Mother Teresa once counseled, “Touch only with love. Sounds simple, it’s hard to achieve, putting touchy issues near the top of the list of intimate concerns. They’re often overlooked or avoided.

Let’s consider some scenarios. You’re tired, it’s bedtime, you crawl into bed and your honey moves over to you and puts a hand on your thigh. Is this a suggestion for sex? Two: you’re at your office desk. Your boss comes by and puts a hand on your back, stroking you a bit while discussing a business matter. You’re uncomfortable, but are scared to speak up. Third scenario: your grandchild runs up to hug you and sit in your lap. The youngster begins to fondle your breasts: Sexual precocity? Innocent curiosity? What’s an appropriate response?

Maybe you’ve been the toucher in disjointed situations.

How have you been responded to? Misunderstood? How often do you really know? All these scenes can bring apprehensions about the meanings and motivations of touches. Talking clearly about them is rare, even when you’re conscious of participating in an act of touch, or making judgements. And if you’re preoccupied with assessing sexual overtones, you’re less able to register your own bodily sensations and response, losing your ‘truth’ in the process. It’s also likely that any pleasure that might have been there for you in any of these events was lost.

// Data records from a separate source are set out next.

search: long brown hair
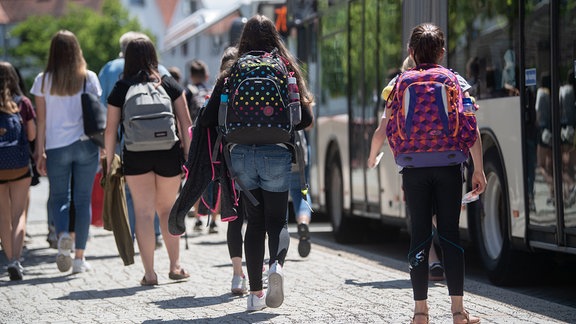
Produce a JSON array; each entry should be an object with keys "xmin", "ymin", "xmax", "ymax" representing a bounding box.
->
[
  {"xmin": 0, "ymin": 62, "xmax": 22, "ymax": 114},
  {"xmin": 238, "ymin": 15, "xmax": 314, "ymax": 109},
  {"xmin": 122, "ymin": 38, "xmax": 160, "ymax": 81},
  {"xmin": 408, "ymin": 23, "xmax": 444, "ymax": 64},
  {"xmin": 42, "ymin": 30, "xmax": 86, "ymax": 96}
]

You might well question that IF sexual innuendoes were implied, and you felt that was inappropriate, but you felt some pleasure in the touch anyway, that would mean your ethics were questionable. Isn’t pleasure only OK to feel under certain well-defined circumstances wherein if sex is clearly indicated for you or not? Not necessarily. Our wiring is much more complex that simple rules might dictate.

So when does touch mean sex? In a broad sense, male/female overtones may be inevitable. And if you are a lover in life, embodying the rapture of feeling fully alive and turned on, your awareness of your sensuality will naturally rest alongside your comfort levels within your own sexual nature. If we now ask whether someone intends a sexual overture when s/he touches, of course sometimes it’s so. But where is it written that we must be uptight or guarded, or on the other hand –leap into the sack? In learning to be touch aware, discretion and making choices that line up with our own desires and true values becomes the rule, more often than exception. You can graciously accept or refuse any offers for concrete sexual expression. You’re free to experience pleasure in any touch freely and honestly given. If you’re not sure about motivation, you can inquire, and share your stance, in a respectful way. You may be able to read others’ motivations more clearly, being emotionally and mentally uncluttered by worry or shame.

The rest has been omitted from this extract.